The issue comes to light
Two days before the expert working group meeting, the MHRA held a second meeting with GSK to ensure, among other things, that all of the data that GSK held that was relevant to safety of Seroxat had been supplied. It was at this meeting that GSK handed out copies of a briefing document purporting to support its application to extend indications for Seroxat to include use in children. While doing so, GSK drew the Agency’s attention to a safety issue which it had identified in its paediatric clinical trials: an increased rate of events relating to suicidal behaviour among paediatric patients with major depressive disorder treated with Seroxat. As the subsequent MHRA report states: ‘The significance of the data provided in the GSK briefing document was that they represented robust evidence from controlled studies of a causal association between an SSRI and suicidal behaviour.’

Change of approach

At the time, there were an estimated 7–8,000 under-18s being treated with Seroxat in the UK. Once informed of this data the CSM ‘advised that there should be prompt communication to UK health professionals’. A letter went out in June advising that Seroxat should not be used in the treatment of depressive illness in under-18s.

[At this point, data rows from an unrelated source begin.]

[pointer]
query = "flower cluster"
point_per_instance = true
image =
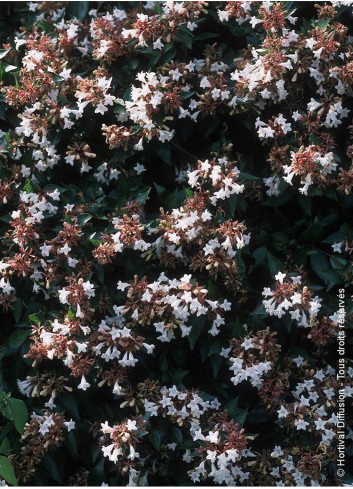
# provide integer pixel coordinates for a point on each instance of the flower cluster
(160, 163)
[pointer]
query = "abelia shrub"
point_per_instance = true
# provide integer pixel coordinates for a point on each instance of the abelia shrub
(176, 243)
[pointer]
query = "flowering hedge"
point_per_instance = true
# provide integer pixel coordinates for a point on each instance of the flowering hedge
(176, 243)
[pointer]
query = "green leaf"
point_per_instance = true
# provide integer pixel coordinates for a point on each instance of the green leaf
(17, 411)
(5, 446)
(197, 328)
(83, 219)
(18, 309)
(260, 256)
(274, 264)
(7, 471)
(3, 52)
(155, 438)
(237, 414)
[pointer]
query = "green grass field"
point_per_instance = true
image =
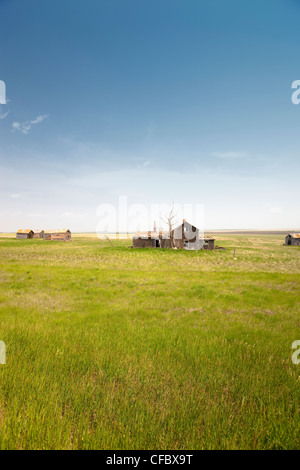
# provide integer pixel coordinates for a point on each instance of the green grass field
(115, 348)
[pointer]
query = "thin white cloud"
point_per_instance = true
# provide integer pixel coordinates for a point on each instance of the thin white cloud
(25, 126)
(3, 114)
(275, 210)
(228, 154)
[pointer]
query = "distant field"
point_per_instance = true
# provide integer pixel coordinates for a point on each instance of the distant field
(116, 348)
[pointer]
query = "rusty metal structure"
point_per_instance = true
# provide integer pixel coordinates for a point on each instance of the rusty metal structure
(292, 239)
(60, 234)
(184, 237)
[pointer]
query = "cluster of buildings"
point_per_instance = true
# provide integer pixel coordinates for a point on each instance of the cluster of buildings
(184, 237)
(60, 234)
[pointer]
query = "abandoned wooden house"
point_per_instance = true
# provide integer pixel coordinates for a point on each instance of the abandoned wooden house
(293, 239)
(61, 234)
(38, 233)
(185, 237)
(28, 233)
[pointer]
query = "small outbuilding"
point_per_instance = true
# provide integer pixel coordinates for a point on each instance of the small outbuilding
(27, 233)
(185, 237)
(60, 234)
(38, 233)
(293, 239)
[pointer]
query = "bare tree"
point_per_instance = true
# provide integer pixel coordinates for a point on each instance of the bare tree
(170, 222)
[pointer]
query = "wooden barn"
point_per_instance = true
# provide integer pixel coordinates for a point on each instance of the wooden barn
(28, 233)
(293, 239)
(184, 237)
(61, 234)
(38, 233)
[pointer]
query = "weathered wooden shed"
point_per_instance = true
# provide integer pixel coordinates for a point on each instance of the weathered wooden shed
(185, 237)
(27, 233)
(60, 234)
(38, 233)
(293, 239)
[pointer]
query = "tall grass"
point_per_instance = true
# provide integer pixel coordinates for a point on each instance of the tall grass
(115, 348)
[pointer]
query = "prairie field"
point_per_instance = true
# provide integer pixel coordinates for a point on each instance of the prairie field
(109, 347)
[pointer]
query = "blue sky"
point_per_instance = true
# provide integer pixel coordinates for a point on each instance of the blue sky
(160, 101)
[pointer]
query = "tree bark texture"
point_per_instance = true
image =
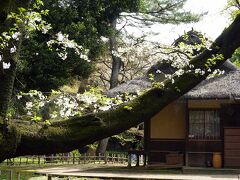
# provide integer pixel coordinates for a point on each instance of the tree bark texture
(66, 135)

Because of concerns about the way in which the risks had come to light, the matter was then referred to the MHRA’s enforcement group, triggering the subsequent four-year investigation. Following its failure to secure a prosecution of GSK the MHRA has proposed the EU system for monitoring the safety of medicines should be strengthened. As its report states:

‘The aim will be to ensure that as a result of this exercise there remains no room for doubt in industry’s and regulators’ minds about the obligations of Marketing Authorisation Holders under EU and UK legislation to report information of relevance to the risk and benefit of medicines on the market.’

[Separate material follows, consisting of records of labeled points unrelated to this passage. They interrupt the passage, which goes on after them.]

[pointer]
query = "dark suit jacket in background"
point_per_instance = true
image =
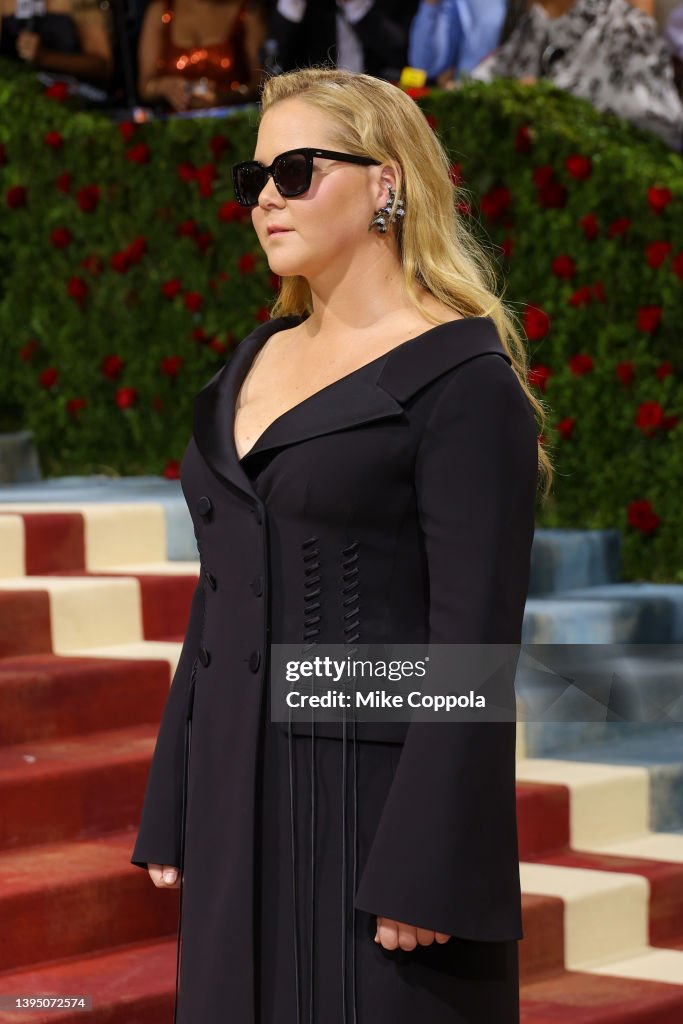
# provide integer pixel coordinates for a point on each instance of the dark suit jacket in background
(383, 34)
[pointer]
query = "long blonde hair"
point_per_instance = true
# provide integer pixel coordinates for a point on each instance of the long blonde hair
(371, 117)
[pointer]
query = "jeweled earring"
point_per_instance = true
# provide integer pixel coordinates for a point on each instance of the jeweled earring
(384, 213)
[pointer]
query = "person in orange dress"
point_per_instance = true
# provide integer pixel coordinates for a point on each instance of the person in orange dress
(198, 53)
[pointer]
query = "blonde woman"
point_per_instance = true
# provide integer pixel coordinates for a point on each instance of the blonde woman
(364, 470)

Health minister Dawn Primarolo has said that new legislation will be in place by the end of the year.

Response from Mind

Paul Farmer, chief executive of Mind, said: ‘Mind welcomes news that the government is to increase drug companies’ responsibility to pass on clinical trials information. We look forward to discussions with ministers to ensure that patients’ interests are best served. We hope that the legislation will pass quickly through parliament; this is far too important to be delayed any longer.

‘There can be no excuses from the pharmaceutical industry. The public must be able to have trust and confidence in the medicines they are taking. We need to be sure that the tragedies associated with Seroxat can never happen again. The best way to achieve this is for drug companies to publish all clinical trials data, making it available for scrutiny and review, and to inform prescribing decisions.’